大規模なLNG船契約は04年にもあったが、LNG船発注の第1次好況期だった当時も、
これら3社はカタール国営石油企業から98隻のドック契約を結んだ。
その後、07年までに実際の発注は53隻が行われた。
報告書は「2004年の契約以降、実際にLNG船が順次発注された2007年まで
1100ウォン台だった為替レートが900ウォン水準まで急落した」と明らかにした。
続いて「当時、造船業の好況と共に国内外国為替市場では先物為替相場が
現物為替を下回る為替スワップレート逆転が固着した」と説明した。
造船業の特性上、船舶建造後、引き渡しまで長期間かかり、
造船会社各社が数年後に受ける為替相場の変動による危険を防止するため、
先物為替市場で大規模な先物為替の売りに乗り出したためだという。
オ・チャンソプ研究員は「当時、先物為替レートの逆転はドルを安く買おうとする
財政取引による投資資金の流入につながり、現物為替レートを下落させ、
為替レートが大きく下落した」と述べた。
オ研究員は「2008年のグローバル金融危機以降低迷していた造船業況が2020年を境に
再びLNG船の発注好調が浮上したことで、今後、
為替スワップレートの下落の可能性が高まった」と診断。
同氏は「外国為替市場の需給で造船会社の先物為替の売りに注目する必要がある」とし
「スワップレートの下落によってウォン/ドルレートが予想以上に
急激に下落する可能性に備えなければならない」と強調した。
ウォン/ドル相場は先月29日に1238.5ウォンだったが、韓国の造船会社が
カタールと契約を締結した今月1日に13.5ウォン値下がりしたが、
5日には1207.1ウォンと3月12日以来の高値となった。
【この記事に対する私の見解】
といったように近年勢いを増してきた韓国造船業界ですが、ウォンの脆弱性が邪魔をして水を差される結果となりそうです。

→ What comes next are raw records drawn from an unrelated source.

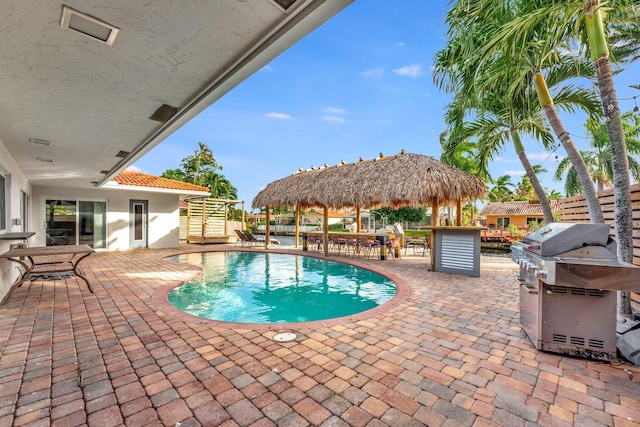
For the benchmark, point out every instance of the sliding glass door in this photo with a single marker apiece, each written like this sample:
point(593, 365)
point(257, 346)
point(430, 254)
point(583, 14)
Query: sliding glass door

確かに大型の造船は大量の資金が動きますが、それにしても100隻でレートに影響が出るとなれば、今後韓国と取引をするのは嫌がる企業も出てきてしまうでしょう。
最近のウォンは、経済不振を受けて乱高下を繰り返しながら下落傾向が強くなっています。
韓国にとってウォン高は、輸出数量や企業収益に悪影響を与えるため歓迎できませんが、ウォン安も輸入物価上昇によるインフレを招くだけではなく、韓国からの資本流出を招くため望ましくありません。
資本流出はさらなるウォン安を生み出す悪循環となるため、韓国としては何としても避けたいのです。
100隻で輸出することで、ウォン高が進行するようであれば、裏を返せば100隻輸入すればウォンが暴落するリスクも孕んでいます。
1997年のアジア通貨危機の際にはウォンが暴落し、韓国はIMFから金融支援を受けることになりました。
2008年のリーマンショック後のグローバル金融危機の際もウォンが急速に下落し、アメリカからドルの融通を受け窮地を脱し、今回のパンデミックによるウォンの暴落でも、アメリカとの為替スワップを結ぶことでなんとか命拾いをしましたが、それほど常に大きなリスクと隣り合わせなのです。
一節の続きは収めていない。